男孩眼里的霧像是頃刻間就要化成濕潤的雨。
謝朗經常感到無法招架黎江也。
黎江也是他認識的最會撒嬌的人,有時候他真會覺得焦頭爛額。
他把男孩抱了起來,就放在到處都沾著面粉的桌面上,一切亂糟糟的,真的非常令人惱火。
可在那一刻卻實在沒辦法分神想別的了,他低下頭去——
但下一秒,微信電話忽然響了起來。
謝朗用余光瞄了一眼手機屏幕,稍微愣了一下,但隨即卻還是沒再繼續下去,放開了黎江也。
“喂?”
謝朗聲音低沉,但語氣很溫和,停頓了一會之后才繼續,像是在回答著對方的問題:“嗯,剛回國,陪小也過生日。”

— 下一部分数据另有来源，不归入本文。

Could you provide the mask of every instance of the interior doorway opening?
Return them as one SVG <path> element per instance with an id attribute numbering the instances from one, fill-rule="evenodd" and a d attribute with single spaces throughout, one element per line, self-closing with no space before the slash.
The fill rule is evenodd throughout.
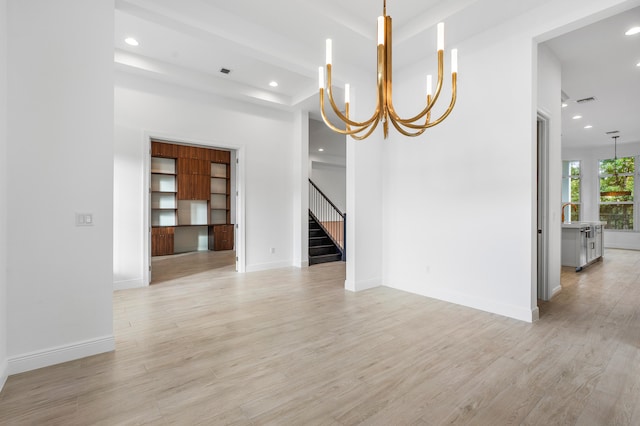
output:
<path id="1" fill-rule="evenodd" d="M 238 151 L 149 139 L 149 284 L 240 271 Z"/>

只是從這么簡簡單單的一星點話語之中,黎江也就已經敏銳地聽出來了,打電話的人是黎衍成——
只有黎衍成會和謝朗這么問起他的事,他們都習慣叫他“小也”,有時候提起他的語氣,像是兩個大哥哥談起共同的弟弟。
“他們”是一個整體,而他不是,他是那個需要被討論的、被包容的對象。
黎江也沒說話,只是默默地重新從桌子上跳了下來,然后自己把那些包好的餛飩一個個撲通撲通地下進了鍋里。
他點火的時候有點心不在焉,因為在聽謝朗的電話。
“嗯。”
只是謝朗話不多,更多時候其實是在等黎衍成那邊說了什么,然后才會給予耐心地回應:“還好,沒什么不方便,你定吧。”
電話其實很簡短,可黎江也卻覺得漫長。
他想要從只言片語中拼湊出他們的對話,但是又覺得煩躁——
黎衍成要回來了,謝朗知道了嗎?
“下了多久了?”謝朗掛斷電話之后走過來站在他身后問道。
“忘了。”黎江也說。
“我嘗嘗。”謝朗從旁邊拿了雙筷子,可還沒等夾起來,黎江也就忽然又繼續道:“朗哥,你今天陪我嗎?”
他當然是有點明知故問的意思。
謝朗說:“陪。”
“那我要看電影。”黎江也盯著咕嘟咕嘟開始往上冒泡的鍋,覺得那聲音像是來自他的身體里面:“看恐怖片。”
他又在踩謝朗心中的那條線了。
他明明知道謝朗不喜歡。
黎江也其實知道自己此時這小小的賭氣舉動是多么的幼稚。